Выбрать главу

Христина уводила его. Он покорился. Он бормотал, он качался, он размахивал своей свободной рукой. Дойдя до верхушки большой лестницы, он закричал, наклонив свое багровое лицо к толпе:

— Я клянусь… я клянусь своей честью, что никто из присутствующих здесь не будет принят мною обратно на работу. Никто! Вы слышите, никто, никто!

И на пороге своей конторы, снова обретя свой резкий голос, он крикнул.

— Убирайтесь тотчас же… или я позову полицию!

— Мы уйдем, но не раньше, чем разнесем твое грязное логовище, — промычал Мешап-Высокое Плечо.

— Нет, товарищи, — серьезно сказал Ружмон, — вы не совершите новых насилий. Достаточно вы уже скомпрометировали стачку, которая была прекрасна, справедлива и которой был обеспечен успех. Рабочие печатного дела еще более других, быть может, должны подавать пример рассудительности и сознательной дисциплины. Вы забыли это! Не забудьте же это вторично, против вас будет общественное мнение… вы позднее сами упрекнете себя за это. Уйдем отсюда, товарищи!

На его лице отразилась горькая печаль; его голос звучал так патетично, что вызывал слезы на глазах женщин. Все покорились иллюзии симпатии, необыкновенной любви к их делу. Альфред не мог удержаться, чтобы не сказать:

— Это правда, мы плохо поступили… надо было поговорить и уйти.

— Это Бюрга виноват!

— Виноваты вы все, и меня это приводит в отчаяние!

Франсуа Ружмон бежал вдоль взрытых холмов. Это было бегство побежденного. У него было к самому себе страстное презрение и глубокое сострадание. Он понял своей душой оптимиста беспорядок, вечную угрозу, бесчисленные ловушки, которые пессимист открывает в глубине обстоятельств. Он снова и снова видел перед собой худую и грязную женщину, царапающую своими ногтями Делаборда, и тот луча света, появившегося, чтобы его освободить. Как завидовал он старику! Какое для него было блаженство видеть не боявшуюся забастовщиков Христину, и быть спасенным ею.

— Ну, и поделом! — прошептал он. — Эта забастовка не могла быть удачной. Ты не послушался своей совести: она воспротивилась бы этому. Франсуа, Франсуа, ты несешь ношу человеческих душ, ты не должен был без достаточного основания рисковать хлебом насущным этих бедняков, ты повиновался дурному чувству… и самому худшему — личной злобе.

Он бичевал себя, его прямодушное, наивное сердце мучительно страдало. Если иногда он и разжигал страсти толпы, то это случалось редко и только в пылу борьбы против капитала. Здесь же, — он это чувствовал слишком ясно, — он забыл толпу.

— Ты был жалким человеком, Франсуа Ружмон. И следовало бы радоваться твоему поражению, еслибы только этим несчастным не пришлось из-за этого страдать!

Он снова увидел образ Христины. Знал ли он ее? Она отталкивает его всеми своими убеждениями; она мечтает только о борьбе личностей, о властвовании. Это враг. Он должен был бы ее ненавидеть, и в общем разве он не ненавидит ее? Будет ли он обрадован или опечален ее смертью? Он скрежещет зубами, он чувствует, как кипит в нем скрытая жестокость, как подымается грубая сила… Но он вспоминает сверкающую копну ее волос, улыбку, игравшую на ее устах, когда она сидела подле маленького Антуана, тот вечер, когда она говорила… и вселенная исчезает, окутанная густым туманом: он опрокинут любовью.
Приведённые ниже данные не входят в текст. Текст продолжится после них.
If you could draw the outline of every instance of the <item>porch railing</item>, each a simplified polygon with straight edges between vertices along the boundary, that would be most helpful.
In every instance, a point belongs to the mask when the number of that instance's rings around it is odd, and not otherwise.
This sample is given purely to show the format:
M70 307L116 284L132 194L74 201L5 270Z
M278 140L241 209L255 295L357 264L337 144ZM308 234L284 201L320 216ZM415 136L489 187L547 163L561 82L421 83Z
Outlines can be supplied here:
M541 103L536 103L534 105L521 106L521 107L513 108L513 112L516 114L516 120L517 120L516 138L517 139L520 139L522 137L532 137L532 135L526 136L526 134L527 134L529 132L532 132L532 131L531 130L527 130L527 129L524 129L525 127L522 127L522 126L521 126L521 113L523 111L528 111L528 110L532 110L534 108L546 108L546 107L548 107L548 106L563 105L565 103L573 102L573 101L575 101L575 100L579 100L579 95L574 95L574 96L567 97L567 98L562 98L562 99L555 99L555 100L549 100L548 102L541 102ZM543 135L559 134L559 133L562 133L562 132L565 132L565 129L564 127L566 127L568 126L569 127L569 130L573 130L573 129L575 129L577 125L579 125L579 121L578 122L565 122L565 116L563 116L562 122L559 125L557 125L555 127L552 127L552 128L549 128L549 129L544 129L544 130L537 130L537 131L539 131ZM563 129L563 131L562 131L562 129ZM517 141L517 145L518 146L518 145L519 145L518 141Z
Я уже был здоров, вздыхает он… или выздоравливал. Она пришла, и я снова в ее власти…

Перед ним шлагбаум Орлеанской железной дороги. Ружмон мечтает о другой стачке, о стачке на Аокейльских заводах. В нем ожил вожак. Он смотрел на тяжелые трамваи, поезда и на трубы, выбрасывавшие клубы дыма. Там труд, тяжелый труд, усталость, нищета; химера счастья пролетариата снова оживала, оживало и сознание долга; образ Христины отодвигался на второй план.

— Надо, чтобы эта забастовка удалась, — страстно подумал пропагандист, переходя через заставу. — Я буду следить за ней до конца.

Солнце начинало желтеть в глубине предместья, но шоссе продолжало быть таким же горячим, как печь булочника, пыль и дым набивались в легкие людей и животных. В поезде Ружмон не чувствовал пота, струившегося по его затылку; он был охвачен жаждой дела, он был как бы во сне…

Появились заводы Аокейля, три башни Молоха; дымилась только одна. На дороге и на поле, покрытым углем, топтались стачечники. Множество полицейских охраняло вход на завод.